Posted on 22 Jan 2009

Focus on manufacturing and construction sector to prevent job loss (Malaysia)

The Government’s proposed second stimulus package must focus on the manufacturing and construction sectors to avert more retrenchments, said the Associated Chinese Chambers of Commerce & Industry of Malaysia (ACCCIM).

 

President Tan Sri William Cheng said yesterday the stimulus plan should be implemented quickly as these two sectors would be the most affected by the global financial crisis during the first half of this year.

 

“The number of factories likely to shut down this year is expected to increase significantly as the decline in global sales affects business performance.

 

“The ACCCIM expects the unemployment rate to exceed 4% this year, compared with 3% last year,” he said at the media briefing on the ACCCIM survey on economic situation of Malaysia.

 

The second economic plan is part of the Government’s move to avert retrenchment and ensure viable companies are able to continue to operate.

 

The first stimulus package of RM7bil is being rolled in stages in the first quarter to alleviate the threat of recession.

 

Economists said the second plan should focus on keeping viable industries open, jobs creation and retraining. They said the Government had to ensure credit lines to companies, including the small and medium industries, remained opened.

 

RAM Ratings Services Bhd chief economist Dr Yeah Kim Leng said the second stimulus plan should focus on areas to assist companies most affected by the slowdown.

 

“These companies would require direct funding to help them keep their staff and to explore new markets,” he said.

 

Yeah said funding could be via credit lines to affected firms and increasing funds allocated to agencies like SMIDEC which would then channel out the funds to member companies.

 

He said the Government could also cut tariffs and taxes to lower the cost of doing business.

 

Malaysian Rating Corp Bhd chief economist Nor Zahidi Alias said the Government had the capacity to provide additional stimulus package especially at a time when the deceleration in global economic growth was gaining momentum.

 

However, he said the federal government’s revenue remained strong last year, growing by 23.8% in the first nine months, compared with 13.2% for the whole of 2007.

 

“We are of the opinion that the emphasis will still be on boosting private consumption (consumer spending).

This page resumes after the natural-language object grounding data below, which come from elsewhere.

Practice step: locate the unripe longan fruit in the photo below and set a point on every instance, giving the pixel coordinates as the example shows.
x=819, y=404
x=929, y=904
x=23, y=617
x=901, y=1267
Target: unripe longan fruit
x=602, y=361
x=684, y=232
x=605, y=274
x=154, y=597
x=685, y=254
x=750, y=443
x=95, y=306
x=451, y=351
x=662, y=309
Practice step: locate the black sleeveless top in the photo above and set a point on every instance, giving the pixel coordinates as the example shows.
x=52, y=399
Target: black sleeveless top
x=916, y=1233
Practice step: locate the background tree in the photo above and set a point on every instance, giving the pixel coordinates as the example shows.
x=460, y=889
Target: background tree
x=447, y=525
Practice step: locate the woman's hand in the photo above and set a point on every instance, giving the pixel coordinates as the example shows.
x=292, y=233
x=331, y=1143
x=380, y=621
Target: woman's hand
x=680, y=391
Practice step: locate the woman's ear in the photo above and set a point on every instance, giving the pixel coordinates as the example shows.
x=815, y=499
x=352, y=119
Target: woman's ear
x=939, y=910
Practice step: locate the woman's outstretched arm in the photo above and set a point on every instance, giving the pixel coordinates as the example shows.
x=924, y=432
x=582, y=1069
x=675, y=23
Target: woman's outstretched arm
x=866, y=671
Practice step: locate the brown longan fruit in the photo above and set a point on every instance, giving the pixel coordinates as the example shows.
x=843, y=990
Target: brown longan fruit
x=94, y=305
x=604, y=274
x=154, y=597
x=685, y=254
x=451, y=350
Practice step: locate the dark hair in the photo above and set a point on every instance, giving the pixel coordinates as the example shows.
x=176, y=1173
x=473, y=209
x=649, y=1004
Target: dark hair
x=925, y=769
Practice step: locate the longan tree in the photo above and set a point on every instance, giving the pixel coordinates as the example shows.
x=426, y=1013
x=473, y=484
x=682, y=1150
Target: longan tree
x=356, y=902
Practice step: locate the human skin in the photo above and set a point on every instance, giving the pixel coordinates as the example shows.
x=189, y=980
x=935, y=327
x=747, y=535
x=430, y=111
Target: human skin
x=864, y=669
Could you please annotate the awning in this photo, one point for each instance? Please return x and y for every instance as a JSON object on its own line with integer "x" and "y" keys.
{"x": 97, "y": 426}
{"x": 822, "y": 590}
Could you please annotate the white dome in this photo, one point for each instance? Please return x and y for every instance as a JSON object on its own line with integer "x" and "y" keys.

This is due to the fact that private consumption remains a major pillar for the growth, accounting for about 52% of gross domestic product in the third quarter,” he added

 

Meanwhile, the ACCCIM has prepared a six-point plan to revitalise the local economy,

 

Cheng said employers, instead of retrenching workers, should have an option to reduce the workers’ workload by 20% and cut their salaries by 10% to 15%.

 

Many manufacturers were operating below the optimal capacity due to the cutback in export orders and this had caused operating costs to increase.

 

“We urge the Government to take prompt action to reduce the price of natural gas and electricity tariff to their original levels before the price increases in January and July last year in line with the plunge in oil prices as well as other measures to boost the economy.

 

“This is urgent as many factories are now operating at 30% to 40% capacity and some may stop after Chinese New Year,” he said.

 

The ACCCIM said the Government should implement infrastructure projects as the construction industry had a multiplier effect on 120 other related and supporting industries that were locally owned.

 

To stimulate the property sector, it urged the Government to provide exemption from stamp duty and property taxes, reduction in quit rent and special interest rates.

 

Between RM5bil and RM8bil in proposed foreign direct investments had been put on hold due to the lack of gas supply.

 

“We encourage industries to operate during off-peak period so that electricity generation during the peak period can be reduced by about 1,000MW to meet the requirements by industries and new investments,” he said.

 

To reduce business costs, the ACCCIM proposed employers’ contribution to the Employees Provident Fund be reduced from 12% to 9%.

 

The ACCCIM also wanted the Government to provide one-year intensive English course to local graduates whose command of the language was below par.

 

It urged the federal government to encourage the states to provide land for the pulp and paper industry. It said the country had the resources to support five mills, each with a capacity of 800,000 tonnes and investment of US$1.1bil.